It should be possible, for example to tunnel firewalls
with http, send messages with emails or using ftp.
So this proposal specifies a xmlBlaster message format
to be used with those protocols.
Here is an example, how it could be typed into an email
body and send to xmlBlaster. I will discuss this with
xml directly, since DTD (xmlBlaster.dtd) is not expressive enough
and XML Shemas (xmlBlaster.xsd) are not yet supported.
<?xml version="1.0"?>
<xmlBlaster method="publish" sessionId="12aa3z45X"
xmlns="http://www.xmlBlaster.org">
<key oid="myMessageId" contentType="text/plain">
<!-- Some user specified meta information for this content
which is queryabe with XPATH -->
</key>
<content link="" xmlns="">
<!<CDATA[ Hello world ]]>
</content>
<qos>
<!-- Some quality of service tags, to control xmlBlaster -->
<isDurable />
</qos>
</xmlBlaster>
Here a discussion about this approach
1. The 'xmlBlaster' root element encapsulates the xmlBlaster message.
The attribute 'method' tells xmlBlaster which method to invoke:
one of the CORBA IDL specified methods like 'publish' 'subscribe' etc.
The attribute 'sessionId' is the identifier of the sender,
it was retrieved by a login with a password message (see below)
Another variant could always send the 'loginName' and 'passwd' attibutes
with each message.
The 'xmlns' specifies the xmlBlaster.org namespace as default, so we
don't need to prefix each tag explicitly.
2. The 'key' element you know already from the xmlBlaster CORBA invocations.
It may contain some arbitrary user defined meta data about the
content (not shown here).
Here it specifies the unique message identifier with the 'oid' attribute.
The 'contentMime' attribute sets the MIME format of the message content.
3. The 'content' element supplies the message content in the MIME
format as specified in the attribute 'contentMime' of the key tag.
Here it is plain text "text/plain", which is protected by a CDATA
section.
Not that the token "]]>" in the plain text would make the message
unparseable.
The xmlns="" attribute resets the namespace to nothing,
it may be replaced by a message specific namespace if there is one.
The link="" attribute allows to specify a location where the content
is delivered.

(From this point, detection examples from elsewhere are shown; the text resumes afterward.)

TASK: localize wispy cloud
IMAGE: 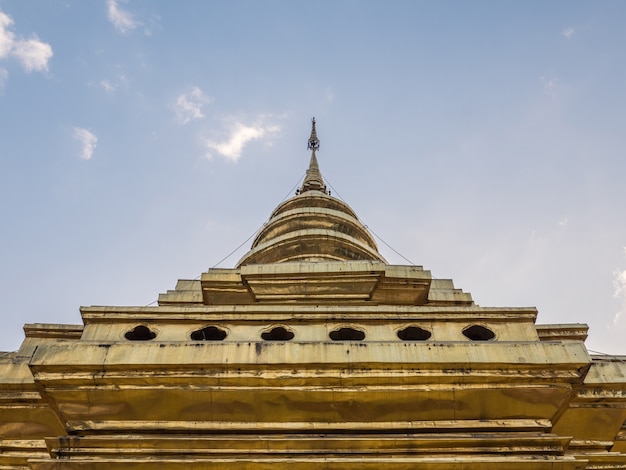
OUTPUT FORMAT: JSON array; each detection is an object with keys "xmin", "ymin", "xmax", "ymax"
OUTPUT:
[
  {"xmin": 12, "ymin": 36, "xmax": 53, "ymax": 72},
  {"xmin": 541, "ymin": 77, "xmax": 558, "ymax": 92},
  {"xmin": 0, "ymin": 69, "xmax": 9, "ymax": 94},
  {"xmin": 74, "ymin": 127, "xmax": 98, "ymax": 160},
  {"xmin": 0, "ymin": 11, "xmax": 53, "ymax": 74},
  {"xmin": 107, "ymin": 0, "xmax": 139, "ymax": 34},
  {"xmin": 174, "ymin": 87, "xmax": 212, "ymax": 125},
  {"xmin": 206, "ymin": 116, "xmax": 280, "ymax": 162},
  {"xmin": 100, "ymin": 80, "xmax": 115, "ymax": 92},
  {"xmin": 0, "ymin": 11, "xmax": 15, "ymax": 58},
  {"xmin": 613, "ymin": 247, "xmax": 626, "ymax": 326}
]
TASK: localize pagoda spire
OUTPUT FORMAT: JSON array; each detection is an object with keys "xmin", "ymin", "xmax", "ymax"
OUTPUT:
[{"xmin": 299, "ymin": 118, "xmax": 328, "ymax": 194}]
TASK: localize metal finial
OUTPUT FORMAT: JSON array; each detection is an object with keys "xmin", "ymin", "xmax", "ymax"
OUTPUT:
[
  {"xmin": 307, "ymin": 118, "xmax": 320, "ymax": 152},
  {"xmin": 300, "ymin": 118, "xmax": 328, "ymax": 194}
]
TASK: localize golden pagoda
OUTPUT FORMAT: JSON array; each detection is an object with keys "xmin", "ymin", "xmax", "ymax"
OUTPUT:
[{"xmin": 0, "ymin": 120, "xmax": 626, "ymax": 470}]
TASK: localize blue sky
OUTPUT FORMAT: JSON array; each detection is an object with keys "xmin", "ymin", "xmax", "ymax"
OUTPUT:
[{"xmin": 0, "ymin": 0, "xmax": 626, "ymax": 354}]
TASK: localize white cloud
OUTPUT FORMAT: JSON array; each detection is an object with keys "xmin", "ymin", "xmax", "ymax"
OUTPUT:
[
  {"xmin": 74, "ymin": 127, "xmax": 98, "ymax": 160},
  {"xmin": 11, "ymin": 36, "xmax": 53, "ymax": 72},
  {"xmin": 541, "ymin": 77, "xmax": 558, "ymax": 92},
  {"xmin": 0, "ymin": 11, "xmax": 53, "ymax": 72},
  {"xmin": 107, "ymin": 0, "xmax": 139, "ymax": 34},
  {"xmin": 0, "ymin": 69, "xmax": 9, "ymax": 94},
  {"xmin": 100, "ymin": 80, "xmax": 115, "ymax": 92},
  {"xmin": 174, "ymin": 87, "xmax": 212, "ymax": 125},
  {"xmin": 613, "ymin": 247, "xmax": 626, "ymax": 326},
  {"xmin": 0, "ymin": 11, "xmax": 15, "ymax": 58},
  {"xmin": 206, "ymin": 119, "xmax": 280, "ymax": 162}
]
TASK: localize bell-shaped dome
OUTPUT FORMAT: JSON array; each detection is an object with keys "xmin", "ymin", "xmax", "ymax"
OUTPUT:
[{"xmin": 238, "ymin": 119, "xmax": 385, "ymax": 266}]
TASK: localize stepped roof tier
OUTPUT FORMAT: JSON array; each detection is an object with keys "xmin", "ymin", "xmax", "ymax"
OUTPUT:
[{"xmin": 0, "ymin": 121, "xmax": 626, "ymax": 470}]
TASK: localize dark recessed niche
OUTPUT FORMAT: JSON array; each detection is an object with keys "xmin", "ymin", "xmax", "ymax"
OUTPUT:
[
  {"xmin": 398, "ymin": 326, "xmax": 432, "ymax": 341},
  {"xmin": 463, "ymin": 325, "xmax": 496, "ymax": 341},
  {"xmin": 191, "ymin": 326, "xmax": 227, "ymax": 341},
  {"xmin": 328, "ymin": 327, "xmax": 365, "ymax": 341},
  {"xmin": 261, "ymin": 326, "xmax": 294, "ymax": 341},
  {"xmin": 124, "ymin": 325, "xmax": 156, "ymax": 341}
]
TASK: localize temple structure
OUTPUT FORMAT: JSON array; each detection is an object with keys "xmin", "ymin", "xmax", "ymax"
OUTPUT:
[{"xmin": 0, "ymin": 121, "xmax": 626, "ymax": 470}]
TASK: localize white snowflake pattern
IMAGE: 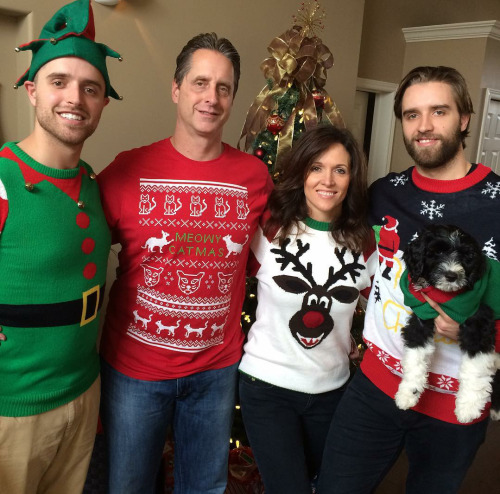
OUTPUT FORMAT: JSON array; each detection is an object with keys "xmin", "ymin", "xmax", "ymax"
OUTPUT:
[
  {"xmin": 390, "ymin": 174, "xmax": 408, "ymax": 187},
  {"xmin": 420, "ymin": 199, "xmax": 444, "ymax": 220},
  {"xmin": 437, "ymin": 375, "xmax": 453, "ymax": 389},
  {"xmin": 481, "ymin": 182, "xmax": 500, "ymax": 199},
  {"xmin": 377, "ymin": 350, "xmax": 389, "ymax": 364}
]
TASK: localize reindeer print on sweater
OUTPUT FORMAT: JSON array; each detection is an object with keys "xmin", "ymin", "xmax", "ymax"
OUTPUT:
[{"xmin": 128, "ymin": 179, "xmax": 258, "ymax": 352}]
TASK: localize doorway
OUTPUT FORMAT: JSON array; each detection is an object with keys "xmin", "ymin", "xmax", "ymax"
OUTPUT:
[{"xmin": 476, "ymin": 88, "xmax": 500, "ymax": 174}]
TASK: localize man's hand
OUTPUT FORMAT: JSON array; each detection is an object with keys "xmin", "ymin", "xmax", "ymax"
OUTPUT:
[{"xmin": 422, "ymin": 293, "xmax": 460, "ymax": 341}]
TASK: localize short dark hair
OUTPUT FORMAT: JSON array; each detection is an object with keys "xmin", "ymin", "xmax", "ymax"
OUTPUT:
[
  {"xmin": 264, "ymin": 125, "xmax": 370, "ymax": 251},
  {"xmin": 394, "ymin": 65, "xmax": 474, "ymax": 148},
  {"xmin": 174, "ymin": 33, "xmax": 240, "ymax": 97}
]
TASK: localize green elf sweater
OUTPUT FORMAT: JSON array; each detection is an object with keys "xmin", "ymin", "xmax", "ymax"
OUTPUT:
[
  {"xmin": 0, "ymin": 143, "xmax": 110, "ymax": 417},
  {"xmin": 400, "ymin": 257, "xmax": 500, "ymax": 324}
]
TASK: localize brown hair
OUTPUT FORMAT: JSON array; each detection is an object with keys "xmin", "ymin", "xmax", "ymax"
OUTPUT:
[
  {"xmin": 394, "ymin": 65, "xmax": 474, "ymax": 149},
  {"xmin": 174, "ymin": 33, "xmax": 240, "ymax": 98},
  {"xmin": 264, "ymin": 125, "xmax": 370, "ymax": 251}
]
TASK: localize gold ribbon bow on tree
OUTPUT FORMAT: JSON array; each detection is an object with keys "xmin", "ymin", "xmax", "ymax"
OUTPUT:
[{"xmin": 238, "ymin": 7, "xmax": 344, "ymax": 173}]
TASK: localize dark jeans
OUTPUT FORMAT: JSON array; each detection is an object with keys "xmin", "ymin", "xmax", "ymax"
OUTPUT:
[
  {"xmin": 101, "ymin": 360, "xmax": 239, "ymax": 494},
  {"xmin": 240, "ymin": 374, "xmax": 343, "ymax": 494},
  {"xmin": 318, "ymin": 370, "xmax": 488, "ymax": 494}
]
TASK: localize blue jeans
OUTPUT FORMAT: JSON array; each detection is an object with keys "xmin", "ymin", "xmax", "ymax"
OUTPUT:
[
  {"xmin": 318, "ymin": 370, "xmax": 488, "ymax": 494},
  {"xmin": 240, "ymin": 373, "xmax": 343, "ymax": 494},
  {"xmin": 101, "ymin": 361, "xmax": 238, "ymax": 494}
]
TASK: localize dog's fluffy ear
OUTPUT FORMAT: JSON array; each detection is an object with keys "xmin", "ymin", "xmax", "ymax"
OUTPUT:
[{"xmin": 403, "ymin": 232, "xmax": 426, "ymax": 281}]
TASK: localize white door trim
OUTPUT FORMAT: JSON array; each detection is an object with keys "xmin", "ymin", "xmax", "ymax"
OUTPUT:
[
  {"xmin": 356, "ymin": 77, "xmax": 398, "ymax": 184},
  {"xmin": 476, "ymin": 87, "xmax": 500, "ymax": 163}
]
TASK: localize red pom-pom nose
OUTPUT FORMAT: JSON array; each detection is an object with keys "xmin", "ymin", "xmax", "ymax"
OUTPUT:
[{"xmin": 302, "ymin": 310, "xmax": 325, "ymax": 329}]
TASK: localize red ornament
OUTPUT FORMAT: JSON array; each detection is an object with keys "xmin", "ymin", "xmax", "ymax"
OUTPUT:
[
  {"xmin": 266, "ymin": 113, "xmax": 285, "ymax": 135},
  {"xmin": 253, "ymin": 148, "xmax": 266, "ymax": 159},
  {"xmin": 311, "ymin": 89, "xmax": 325, "ymax": 108}
]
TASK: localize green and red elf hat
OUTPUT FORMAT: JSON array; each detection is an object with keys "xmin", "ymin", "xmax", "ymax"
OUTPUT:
[{"xmin": 14, "ymin": 0, "xmax": 122, "ymax": 99}]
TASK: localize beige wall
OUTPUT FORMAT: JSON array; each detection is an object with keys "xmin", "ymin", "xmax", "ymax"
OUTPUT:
[
  {"xmin": 358, "ymin": 0, "xmax": 500, "ymax": 171},
  {"xmin": 391, "ymin": 38, "xmax": 488, "ymax": 171},
  {"xmin": 0, "ymin": 0, "xmax": 500, "ymax": 177},
  {"xmin": 0, "ymin": 0, "xmax": 364, "ymax": 170},
  {"xmin": 359, "ymin": 0, "xmax": 500, "ymax": 83}
]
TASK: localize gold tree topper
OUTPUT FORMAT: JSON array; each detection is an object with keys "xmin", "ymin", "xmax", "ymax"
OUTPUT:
[{"xmin": 292, "ymin": 0, "xmax": 326, "ymax": 37}]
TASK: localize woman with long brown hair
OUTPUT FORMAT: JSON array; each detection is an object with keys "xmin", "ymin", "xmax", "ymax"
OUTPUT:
[{"xmin": 239, "ymin": 126, "xmax": 372, "ymax": 494}]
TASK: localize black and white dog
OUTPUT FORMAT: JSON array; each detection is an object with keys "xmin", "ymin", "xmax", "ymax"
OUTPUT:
[{"xmin": 395, "ymin": 225, "xmax": 500, "ymax": 423}]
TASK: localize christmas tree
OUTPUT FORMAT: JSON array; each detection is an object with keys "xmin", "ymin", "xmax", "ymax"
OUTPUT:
[{"xmin": 238, "ymin": 0, "xmax": 344, "ymax": 179}]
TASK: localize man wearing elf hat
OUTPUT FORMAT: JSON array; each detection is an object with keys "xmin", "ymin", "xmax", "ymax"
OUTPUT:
[
  {"xmin": 99, "ymin": 33, "xmax": 272, "ymax": 494},
  {"xmin": 0, "ymin": 0, "xmax": 119, "ymax": 494}
]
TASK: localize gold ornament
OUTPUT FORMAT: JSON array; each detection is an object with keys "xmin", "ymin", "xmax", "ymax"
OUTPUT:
[{"xmin": 238, "ymin": 0, "xmax": 345, "ymax": 170}]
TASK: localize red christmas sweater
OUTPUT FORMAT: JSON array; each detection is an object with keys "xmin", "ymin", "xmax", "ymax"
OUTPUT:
[{"xmin": 98, "ymin": 139, "xmax": 272, "ymax": 380}]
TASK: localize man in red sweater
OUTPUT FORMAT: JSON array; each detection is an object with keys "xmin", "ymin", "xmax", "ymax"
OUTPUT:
[{"xmin": 99, "ymin": 33, "xmax": 271, "ymax": 494}]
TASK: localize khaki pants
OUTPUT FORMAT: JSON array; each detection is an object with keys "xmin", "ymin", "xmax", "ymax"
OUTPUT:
[{"xmin": 0, "ymin": 378, "xmax": 101, "ymax": 494}]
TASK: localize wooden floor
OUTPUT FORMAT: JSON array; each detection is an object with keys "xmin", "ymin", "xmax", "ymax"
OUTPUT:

For example a binary content could be in the attachment
of an email. The empty string tells us that the content is directly
embeded.
Note that for example a 'subscribe' method invocation does not need
to specifiy the content.
4. The 'qos' element you know already from the xmlBlaster CORBA invocations.
It allows a fine grained control of the xmlBlaster MOM behaviour.
Open questions with this apporach:
a. How can we specifiy to send BLOB (binary data) contents with
http (how to set the link attribute)?
Use some sort of multipart request?
b. Is it possible to express this approach exactly with the coming
XML Schema language?
c. How to do a login?
What about this approach (only interesting tags shown):
<xmlBlaster method="login" loginName="ben" passwd="sunshine"
callbackProtocol="EMAIL" callback="ruff at swand.lake.de">
<qos>
</qos>
</xmlBlaster>
This message could respond with the 'sessionId' for a synchronous http
invocation (allowing to recognize the client again on following
invocations), but it would not be very smart to use with asynchronous
emails.
With emails sending loginName and passwd with each invocation
may be more convenient.
The 'callback' attribute allows to specify where xmlBlaster shall
send its asynchronous callback messages (updates).
It may be an email address, an URL to a HttpServlet, a CORBA IOR
or whatever protocol xmlBlaster will support in future.
Note that the sender and the callback protocol may be different.
Please comment on this, since there are many out there who know
more about the different technologies.
More informations on RPC and XML you find on our homepage under
'Internet Resources'.
If i find time at the end of the week,
i will implement a little demo with http,
allowing xmlBlaster messages to be tunneled through firewalls.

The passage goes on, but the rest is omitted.